Geste diplomatique ou faute politique majeure ? Tshisekedi félicite Museveni, accusé de soutenir le M23
La sortie diplomatique du président congolais Félix-Antoine Tshisekedi en direction de son homologue ougandais Yoweri Kaguta Museveni continue de susciter une vive controverse en République démocratique du Congo.
En adressant ses « chaleureuses félicitations » à Museveni pour sa réélection, tout en saluant son « leadership exemplaire », le chef de l’État congolais a provoqué une onde de choc au sein de l’opinion publique, déjà profondément meurtrie par l’insécurité persistante dans l’Est du pays.

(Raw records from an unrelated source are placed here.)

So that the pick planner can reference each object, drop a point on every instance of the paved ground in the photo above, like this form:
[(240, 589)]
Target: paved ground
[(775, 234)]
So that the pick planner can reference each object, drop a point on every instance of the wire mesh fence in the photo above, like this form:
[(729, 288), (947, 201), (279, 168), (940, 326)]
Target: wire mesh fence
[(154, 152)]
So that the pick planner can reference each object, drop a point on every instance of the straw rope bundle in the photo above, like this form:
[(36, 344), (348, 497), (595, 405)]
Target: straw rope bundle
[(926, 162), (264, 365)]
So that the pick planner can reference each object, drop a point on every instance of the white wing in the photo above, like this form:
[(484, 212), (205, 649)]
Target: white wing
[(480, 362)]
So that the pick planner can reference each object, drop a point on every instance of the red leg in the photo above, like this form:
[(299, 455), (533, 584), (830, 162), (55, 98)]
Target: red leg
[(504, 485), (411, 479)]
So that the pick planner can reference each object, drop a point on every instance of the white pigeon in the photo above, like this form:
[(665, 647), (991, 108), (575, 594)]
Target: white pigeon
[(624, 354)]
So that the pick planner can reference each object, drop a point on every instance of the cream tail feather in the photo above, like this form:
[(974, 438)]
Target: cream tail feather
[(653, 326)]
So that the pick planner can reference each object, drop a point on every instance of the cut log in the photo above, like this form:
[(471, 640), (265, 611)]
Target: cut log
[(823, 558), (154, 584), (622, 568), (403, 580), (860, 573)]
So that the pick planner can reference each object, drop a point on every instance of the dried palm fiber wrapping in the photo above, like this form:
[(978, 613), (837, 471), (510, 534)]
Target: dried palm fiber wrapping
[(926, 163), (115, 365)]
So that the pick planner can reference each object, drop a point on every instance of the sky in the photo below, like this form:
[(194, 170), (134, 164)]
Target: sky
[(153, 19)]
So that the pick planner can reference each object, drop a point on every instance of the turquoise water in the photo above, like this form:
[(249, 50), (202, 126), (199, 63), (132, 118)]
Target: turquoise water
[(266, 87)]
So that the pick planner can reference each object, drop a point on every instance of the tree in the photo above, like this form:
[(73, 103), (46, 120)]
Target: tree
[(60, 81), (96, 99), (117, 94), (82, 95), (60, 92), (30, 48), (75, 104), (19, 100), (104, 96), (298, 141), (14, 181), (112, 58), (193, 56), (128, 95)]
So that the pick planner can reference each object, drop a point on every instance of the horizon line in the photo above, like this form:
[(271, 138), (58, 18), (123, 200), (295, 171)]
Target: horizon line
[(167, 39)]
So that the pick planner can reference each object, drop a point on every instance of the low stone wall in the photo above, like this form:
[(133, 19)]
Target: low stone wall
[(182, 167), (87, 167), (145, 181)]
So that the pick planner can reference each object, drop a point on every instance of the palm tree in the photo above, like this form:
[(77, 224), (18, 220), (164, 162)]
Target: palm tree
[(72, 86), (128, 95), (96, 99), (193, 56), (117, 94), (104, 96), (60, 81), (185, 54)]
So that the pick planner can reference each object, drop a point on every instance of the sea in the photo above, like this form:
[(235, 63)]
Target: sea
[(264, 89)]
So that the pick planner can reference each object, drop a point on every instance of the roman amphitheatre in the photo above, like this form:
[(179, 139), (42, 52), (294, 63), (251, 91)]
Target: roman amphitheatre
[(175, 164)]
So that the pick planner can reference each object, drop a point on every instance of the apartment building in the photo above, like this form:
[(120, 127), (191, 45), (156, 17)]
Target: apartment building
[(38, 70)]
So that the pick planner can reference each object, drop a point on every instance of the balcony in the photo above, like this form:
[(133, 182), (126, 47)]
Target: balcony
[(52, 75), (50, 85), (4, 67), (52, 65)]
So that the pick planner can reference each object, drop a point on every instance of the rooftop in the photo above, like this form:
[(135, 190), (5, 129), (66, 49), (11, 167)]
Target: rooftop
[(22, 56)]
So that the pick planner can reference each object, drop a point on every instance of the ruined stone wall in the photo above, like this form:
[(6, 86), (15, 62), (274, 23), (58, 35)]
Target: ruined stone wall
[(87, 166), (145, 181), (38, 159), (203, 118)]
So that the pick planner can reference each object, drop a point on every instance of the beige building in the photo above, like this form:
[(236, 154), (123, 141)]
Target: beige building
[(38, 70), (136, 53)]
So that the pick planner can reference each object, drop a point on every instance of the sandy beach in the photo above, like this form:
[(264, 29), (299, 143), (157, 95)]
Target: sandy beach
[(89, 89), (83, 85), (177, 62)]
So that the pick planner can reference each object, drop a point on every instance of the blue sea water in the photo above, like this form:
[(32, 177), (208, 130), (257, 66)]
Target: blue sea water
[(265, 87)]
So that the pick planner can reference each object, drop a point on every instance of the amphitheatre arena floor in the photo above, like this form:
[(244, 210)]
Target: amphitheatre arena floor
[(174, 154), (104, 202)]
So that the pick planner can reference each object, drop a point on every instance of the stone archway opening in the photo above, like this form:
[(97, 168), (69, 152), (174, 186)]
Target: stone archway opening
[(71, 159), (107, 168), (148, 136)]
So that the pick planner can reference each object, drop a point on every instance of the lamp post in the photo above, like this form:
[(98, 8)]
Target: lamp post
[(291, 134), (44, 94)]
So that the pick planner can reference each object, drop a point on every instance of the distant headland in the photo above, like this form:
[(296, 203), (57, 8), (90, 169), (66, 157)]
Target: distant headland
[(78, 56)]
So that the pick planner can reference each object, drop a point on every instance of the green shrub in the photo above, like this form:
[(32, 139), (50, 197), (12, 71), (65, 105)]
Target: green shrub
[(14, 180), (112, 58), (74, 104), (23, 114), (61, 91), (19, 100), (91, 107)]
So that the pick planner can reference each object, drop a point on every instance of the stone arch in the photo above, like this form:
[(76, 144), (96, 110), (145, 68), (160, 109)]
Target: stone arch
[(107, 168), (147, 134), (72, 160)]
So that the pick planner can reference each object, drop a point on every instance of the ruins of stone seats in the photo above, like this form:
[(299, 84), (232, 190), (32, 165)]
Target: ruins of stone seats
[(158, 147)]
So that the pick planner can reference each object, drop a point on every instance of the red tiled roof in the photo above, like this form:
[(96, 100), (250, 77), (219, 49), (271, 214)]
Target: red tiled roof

Dans son message officiel, Félix Tshisekedi a exprimé le souhait de voir Kinshasa et Kampala « renforcer leur coopération bilatérale en faveur de la paix, de la stabilité régionale et de la prospérité commune », invoquant les « liens d’amitié historique » entre les deux peuples. Une posture diplomatique classique en apparence, mais jugée profondément déplacée par de nombreux Congolais.
Un timing jugé indécent
Cette déclaration intervient dans un contexte particulièrement sensible. Depuis plusieurs années, l’Ouganda est régulièrement cité dans des rapports d’experts des Nations unies pour son rôle ambigu dans la crise sécuritaire à l’Est de la RDC, notamment en lien avec des groupes armés opérant dans les provinces du Nord-Kivu et de l’Ituri. Pour une partie de la société civile et de la classe politique congolaise, féliciter Museveni revient à fermer les yeux sur ces accusations.

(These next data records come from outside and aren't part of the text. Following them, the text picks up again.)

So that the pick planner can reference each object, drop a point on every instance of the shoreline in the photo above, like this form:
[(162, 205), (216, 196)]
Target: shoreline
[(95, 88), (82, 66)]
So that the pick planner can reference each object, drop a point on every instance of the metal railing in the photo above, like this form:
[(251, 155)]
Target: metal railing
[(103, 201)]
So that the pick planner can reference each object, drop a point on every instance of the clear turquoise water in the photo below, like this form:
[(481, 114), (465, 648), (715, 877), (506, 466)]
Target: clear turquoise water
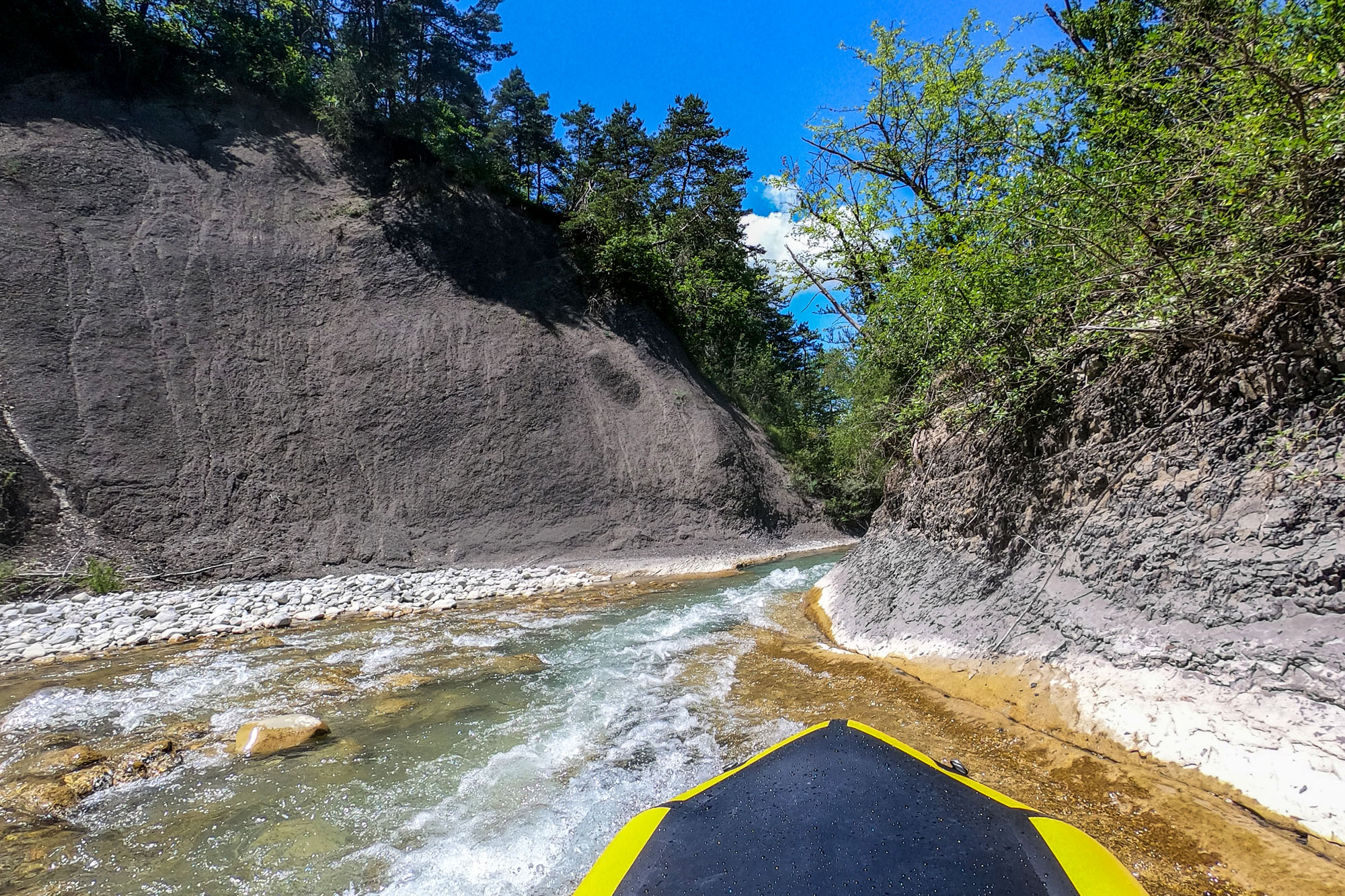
[(494, 775)]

« Museveni est parmi les plus grands destructeurs de l’Est de la RDC. Il a toujours prétendu agir pour la paix, alors qu’il a ouvert les frontières aux groupes armés », affirme JuniOR Kabango, cité par l’activiste Mussa Ousseni. Celui-ci rappelle qu’en 2021, Bunagana est tombée aux mains des rebelles du M23-AFC, « soutenus par le Rwanda », dans une zone où l’Ouganda joue un rôle sécuritaire clé.
Accusations de complaisance au sommet de l’État
Sur les réseaux sociaux, les réactions ont été particulièrement virulentes. Certains militants et leaders d’opinion accusent directement Félix Tshisekedi de complaisance, voire de complicité politique. Sans mâcher leurs mots, ils estiment que ce geste diplomatique affaiblit la position de la RDC sur la scène internationale.
« Félix Tshisekedi s’attire l’opprobre. Honte à lui », écrit Mussa Ousseni, résumant un sentiment largement partagé dans les milieux militants. Pour ces voix critiques, il est incohérent de dénoncer l’agression rwandaise et le soutien au M23 tout en tendant la main à un dirigeant perçu comme un allié objectif de Kigali.
Une diplomatie qui divise
Du côté de la présidence congolaise, aucune précision n’a été apportée pour répondre aux critiques. Les partisans du chef de l’État défendent néanmoins une approche pragmatique, estimant que la diplomatie régionale impose de maintenir des canaux ouverts, même avec des partenaires controversés, afin d’éviter une escalade militaire aux conséquences imprévisibles.
Mais pour de nombreux Congolais, cette realpolitik a un coût symbolique élevé. « Nous ne sommes pas intéressés par sa réélection », tranche JuniOR Kabango à propos de Museveni. « Ce que nous voulons, c’est la fin de l’hypocrisie et la reconnaissance claire des responsabilités dans la tragédie congolaise. »
Une fracture entre pouvoir et population
Au-delà de la polémique immédiate, cet épisode met en lumière une fracture persistante entre le discours diplomatique de Kinshasa et les attentes d’une population qui exige fermeté, cohérence et justice face aux agressions répétées subies par la RDC.
En saluant un dirigeant régulièrement mis en cause dans des rapports internationaux, Félix Tshisekedi prend le risque de fragiliser davantage la confiance déjà érodée entre l’État et ses citoyens. Dans un pays meurtri par des décennies de conflits, chaque geste compte — et celui-ci, pour beaucoup, sonne comme une faute politique majeure.